The goal of this project is to build a machine learning model that can predict the most appropriate interest rate for a given set of parameters provided by the Lending Club transactional loan data.
The file is a matrix of about 890 thousand observations and 75 variables. These files contain complete loan data for all loans issued through the 2007-2015, including the current loan status (Current, Late, Fully Paid, etc.) and latest payment information. Kaggle provides a ‘loan.csv’ file and a dictionary for the various columns being used in the input file, it is in the form of .xlsx.
Step1: Loan .csv file should be used as the input file and the code would produce cleaned.csv after manual pre-processing
Step 2: Cleaned.csv should be used as input for Pre-Processing notebook.

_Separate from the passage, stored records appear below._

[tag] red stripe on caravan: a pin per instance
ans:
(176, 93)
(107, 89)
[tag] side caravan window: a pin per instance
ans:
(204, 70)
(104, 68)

Step 3: Pre-Processing notebook will produce two CSV file namely, Features_data.csv and Features_Data_final.csv
Step 4: Features_Data_final.csv should be used as the input file for executing Neural Net notebook
Step 5: Features_Data_final.csv should be used as the input file for executing Random Forest notebook
Step 6: pip install ‘tpot’ module before executing TPOT notebook.
Step 7: Cleaned.csv should be used as the input for TPOT notebook.
Neural Net, Random Forest and TPOT are the models that were implemented as part of prediction model creation. Achieved an accuracy of around 91% for Neural Net and 92% for Random Forest.